The Cause of Mighty Changes: Booth’s Bullet and the Fate of Civil Rights
By Michael F. Bishop
In a display case at the National Museum of Health and Medicine in Silver Spring, Maryland, rests a tiny, misshapen lead ball. To the casual visitor it may seem an unlikely object of historical interest. But for all its seeming insignificance, it may well be one of the most important metal fragments in the world. For it was this piece of lead that tore through the brain of President Abraham Lincoln a few minutes after ten o’clock on the evening of April 14, 1865. It was fired from a Derringer pistol by the actor John Wilkes Booth in the presidential box of Ford’s Theatre, where Lincoln and his wife were watching a comedy called “Our American Cousin.” The president lingered unconscious for nine hours before dying in the dingy rear bedroom of a boarding house across the street.

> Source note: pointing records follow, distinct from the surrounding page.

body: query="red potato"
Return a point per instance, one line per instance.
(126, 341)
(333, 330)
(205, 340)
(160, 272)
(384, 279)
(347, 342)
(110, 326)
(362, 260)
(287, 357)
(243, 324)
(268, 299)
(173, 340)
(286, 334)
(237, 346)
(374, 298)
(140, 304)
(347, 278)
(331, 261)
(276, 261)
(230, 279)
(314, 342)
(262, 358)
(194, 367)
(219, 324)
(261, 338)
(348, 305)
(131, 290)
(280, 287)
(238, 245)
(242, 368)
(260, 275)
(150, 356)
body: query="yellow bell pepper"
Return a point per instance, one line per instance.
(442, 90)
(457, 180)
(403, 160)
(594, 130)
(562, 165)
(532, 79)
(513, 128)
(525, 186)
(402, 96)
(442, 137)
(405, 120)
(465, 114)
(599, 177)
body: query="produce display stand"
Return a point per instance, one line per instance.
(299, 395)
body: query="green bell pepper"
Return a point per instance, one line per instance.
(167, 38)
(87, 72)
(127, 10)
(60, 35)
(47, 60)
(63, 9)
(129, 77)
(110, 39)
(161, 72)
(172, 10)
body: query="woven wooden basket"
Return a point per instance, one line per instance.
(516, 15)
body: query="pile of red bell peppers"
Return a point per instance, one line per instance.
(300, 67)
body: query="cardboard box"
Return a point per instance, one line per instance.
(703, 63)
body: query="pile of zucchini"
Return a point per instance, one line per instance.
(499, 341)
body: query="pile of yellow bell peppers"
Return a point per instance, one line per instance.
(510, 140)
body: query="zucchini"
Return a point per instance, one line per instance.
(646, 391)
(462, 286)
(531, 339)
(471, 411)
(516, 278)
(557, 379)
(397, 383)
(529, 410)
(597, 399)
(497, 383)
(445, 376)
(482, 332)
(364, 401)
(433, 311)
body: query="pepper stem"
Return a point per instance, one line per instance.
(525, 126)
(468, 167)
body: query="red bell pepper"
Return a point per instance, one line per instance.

With his death, the cause of civil rights for black Americans was dealt a severe blow.
Three nights before he went to Ford’s Theatre for the last time, Lincoln stood at a second-floor window under the North Portico of the White House, and addressed a large crowd gathered below. By the light of a candle held by an aide, he expressed joy and relief at the coming of peace after four terrible years of war: “We meet this evening, not in sorrow, but in gladness of heart.” But most of the speech was concerned with the challenges of Reconstruction. As he neared the end of his remarks, he made history by issuing the first public presidential endorsement of black suffrage, observing: “It is also unsatisfactory to some that the elective franchise is not given to the colored man. I would myself prefer that it were now conferred on the very intelligent, and on those who serve our cause as soldiers.”
Even this cautious call for the expansion of civil rights was too much for Booth, who was in the crowd under the window. He snarled to a companion, “That means n—– citizenship. Now, by God, I’ll put him through.” When he did, he ensured that Lincoln—author of the Emancipation Proclamation and fervent supporter of the Thirteenth Amendment abolishing slavery–died a martyr for civil rights.
Booth was a Confederate sympathizer and virulent racist enraged by the south’s defeat in the Civil War. He led a gang of conspirators with the aim of decapitating the government by killing Lincoln; Vice President Andrew Johnson; and Secretary of State William H. Seward. Seward would be viciously attacked that night, but he survived his injuries; George Atzerodt, the conspirator tasked with killing Johnson, lost his nerve and ended the evening in a drunken haze.
Booth’s bullet and Atzerodt’s bumbling led to the elevation of the boorish Johnson to the presidency. The only southern senator to remain loyal to the Union in 1861, he was appointed Military Governor by Lincoln the following year, and in 1864 nominated to replace Maine’s Hannibal Hamlin as vice president. Though he proclaimed himself a friend of black Americans, the new president was deeply prejudiced, declaring that “Everyone would, and must admit, that the white race was superior to the black.” He clashed with the Radical Republicans in Congress pressing for civil rights legislation, vetoing measures designed to ameliorate the condition of former slaves. And while Lincoln had worked behind the scenes to secure passage of the Thirteenth Amendment, Johnson used his influence to delay ratification of the Fourteenth, which granted citizenship and civil rights to “all persons born or naturalized in the United States” regardless of race. Johnson was thwarted in his efforts; his vetoes were overridden, and the Fourteenth Amendment was ratified. He was even impeached by the House of Representatives, and escaped conviction in the Senate by only one vote. But even a weak president has the power to do great harm, and the absence of moral leadership in the White House contributed to the failure of Reconstruction and the unconstitutional denial of civil rights in the southern states.
The importance of Booth’s bullet was apparent to Dr. Edward Curtis, one of the physicians who performed the autopsy on Lincoln’s body in what is now the President’s Dining Room on the second floor of the White House. As he later recalled, “suddenly the bullet dropped out through my fingers and fell, breaking the solemn silence of the room with its clatter, into an empty basin that was standing beneath. There it lay upon the white china, a little black mass no bigger than the end of my finger—dull, motionless and harmless, yet the cause of such mighty changes in the world’s history as we may perhaps never realize.”
The final casualty listed in the official Medical and Surgical History of the War of the Rebellion was “A. L—–, aged 56 years…shot in the head, at Washington, on the evening of April 14th, 1865, by a large round ball, from a Derringer pistol, in the hands of an assassin…The protracted death-struggle ceased at twenty minutes past seven o’clock on the morning of April 15th, 1865.” It might have listed another casualty: the cause of civil rights, another victim of that “round ball”. It would take another century, under another southern president named Johnson, for that cause to be revived.
Michael F. Bishop, a writer and historian, is the former executive director of the International Churchill Society and the Abraham Lincoln Bicentennial Commission.